Ornithological Society of Polynesia
- Nickname: Manu
- Formation: July 1990
- Founded at: French Polynesia
- Type: NGO
- Purpose: Conservation
- Region served: Polynesia
- Publication: Te Manu
- Affiliations: BirdLife International Auckland Zoo
- Website: manu.pf/E_Lasop.html

= Ornithological Society of Polynesia =

Environmental organization

The Ornithological Society of Polynesia (French: Société d'Ornithologie de Polynésie), also known as Manu, a Polynesian word for "bird", is an environmental non-governmental organization dedicated to the conservation of birds and their habitats in Polynesia. It was founded in July 1990 by bird enthusiasts in French Polynesia, for which it is the BirdLife International partner organisation. Its emblem is the red-tailed tropicbird.

==Activities==
The Society publishes the quarterly French language bulletin Te Manu, which is sent to all members. It is involved in surveys and conservation programs regarding the critically endangered Polynesian ground dove, Marquesan imperial pigeon, Tuamotu kingfisher, Tahiti monarch, Fatu Hiva monarch; the endangered Phoenix petrel, Tuamotu sandpiper, Marquesan ground dove, Polynesian imperial pigeon, Rimatara lorikeet, ultramarine lorikeet, Marquesan kingfisher, Marquesan monarch, as well as the blue lorikeet and Tahiti petrel.
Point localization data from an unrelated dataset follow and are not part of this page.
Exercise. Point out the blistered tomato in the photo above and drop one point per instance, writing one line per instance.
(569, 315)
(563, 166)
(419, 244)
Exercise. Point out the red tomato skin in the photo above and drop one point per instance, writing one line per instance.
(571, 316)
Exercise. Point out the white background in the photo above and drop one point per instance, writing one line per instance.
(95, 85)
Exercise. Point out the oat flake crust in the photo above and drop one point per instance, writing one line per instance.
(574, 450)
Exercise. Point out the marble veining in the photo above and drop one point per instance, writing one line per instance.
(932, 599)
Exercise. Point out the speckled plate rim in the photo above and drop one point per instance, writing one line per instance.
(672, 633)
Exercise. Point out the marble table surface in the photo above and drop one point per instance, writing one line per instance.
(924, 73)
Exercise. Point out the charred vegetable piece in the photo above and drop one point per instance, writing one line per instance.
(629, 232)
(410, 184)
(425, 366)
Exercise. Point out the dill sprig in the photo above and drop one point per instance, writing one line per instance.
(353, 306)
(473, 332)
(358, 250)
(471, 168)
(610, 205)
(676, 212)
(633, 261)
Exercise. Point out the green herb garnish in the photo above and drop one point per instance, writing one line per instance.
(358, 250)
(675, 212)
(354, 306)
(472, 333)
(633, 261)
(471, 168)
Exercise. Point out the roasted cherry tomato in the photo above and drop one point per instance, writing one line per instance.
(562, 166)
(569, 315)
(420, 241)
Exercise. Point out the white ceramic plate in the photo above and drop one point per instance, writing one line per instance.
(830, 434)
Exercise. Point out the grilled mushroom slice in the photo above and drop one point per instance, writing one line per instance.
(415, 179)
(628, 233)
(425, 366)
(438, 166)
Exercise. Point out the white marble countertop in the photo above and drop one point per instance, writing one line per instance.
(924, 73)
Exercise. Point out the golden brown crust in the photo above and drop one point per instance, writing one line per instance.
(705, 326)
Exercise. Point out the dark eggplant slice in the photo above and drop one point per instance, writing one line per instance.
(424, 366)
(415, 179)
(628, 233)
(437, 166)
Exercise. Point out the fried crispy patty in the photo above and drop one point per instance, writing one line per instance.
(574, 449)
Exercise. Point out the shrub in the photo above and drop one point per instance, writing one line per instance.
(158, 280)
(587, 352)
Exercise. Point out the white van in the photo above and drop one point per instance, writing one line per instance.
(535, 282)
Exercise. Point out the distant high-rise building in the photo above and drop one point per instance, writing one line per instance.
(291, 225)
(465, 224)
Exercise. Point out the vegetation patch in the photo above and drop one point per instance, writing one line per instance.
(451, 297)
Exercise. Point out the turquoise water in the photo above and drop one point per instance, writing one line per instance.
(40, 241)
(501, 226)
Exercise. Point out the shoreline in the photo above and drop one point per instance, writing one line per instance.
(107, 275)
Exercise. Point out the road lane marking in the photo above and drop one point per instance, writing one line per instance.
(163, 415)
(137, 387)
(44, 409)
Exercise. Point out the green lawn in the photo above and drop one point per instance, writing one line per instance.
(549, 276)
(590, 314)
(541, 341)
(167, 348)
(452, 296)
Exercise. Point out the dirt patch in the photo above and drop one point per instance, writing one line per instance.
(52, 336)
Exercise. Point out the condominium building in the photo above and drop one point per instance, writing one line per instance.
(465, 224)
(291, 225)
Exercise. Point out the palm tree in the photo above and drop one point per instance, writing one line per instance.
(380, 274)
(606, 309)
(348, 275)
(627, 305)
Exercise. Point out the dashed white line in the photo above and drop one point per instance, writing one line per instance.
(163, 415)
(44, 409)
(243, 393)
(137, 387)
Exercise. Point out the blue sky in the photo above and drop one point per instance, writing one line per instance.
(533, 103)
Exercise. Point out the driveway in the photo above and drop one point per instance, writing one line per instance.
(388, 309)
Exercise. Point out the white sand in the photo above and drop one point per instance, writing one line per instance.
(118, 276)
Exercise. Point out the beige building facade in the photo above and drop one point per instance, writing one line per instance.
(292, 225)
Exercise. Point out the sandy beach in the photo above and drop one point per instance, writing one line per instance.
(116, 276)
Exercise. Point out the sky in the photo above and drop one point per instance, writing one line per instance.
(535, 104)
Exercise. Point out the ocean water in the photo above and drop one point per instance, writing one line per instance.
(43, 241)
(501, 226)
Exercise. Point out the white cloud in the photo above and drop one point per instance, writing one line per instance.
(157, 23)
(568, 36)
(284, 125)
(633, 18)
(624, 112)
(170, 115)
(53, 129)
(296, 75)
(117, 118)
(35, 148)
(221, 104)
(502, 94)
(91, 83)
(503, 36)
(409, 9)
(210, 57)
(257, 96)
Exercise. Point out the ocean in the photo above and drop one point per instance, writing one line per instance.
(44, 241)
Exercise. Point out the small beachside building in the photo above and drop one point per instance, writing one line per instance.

In July 2023 the society announced a joint program with Auckland Zoo to save the Fatu Hiva monarch from extinction. Eggs will be collected for incubation and hatching, and fledglings raised in a predator-proof aviary.

In December 2023 the society was awarded XPF327 million from the French green fund to fund its "Stop Extinction" program. In February 2024 the society reintroduced the Tahitian Striated heron to Huahine.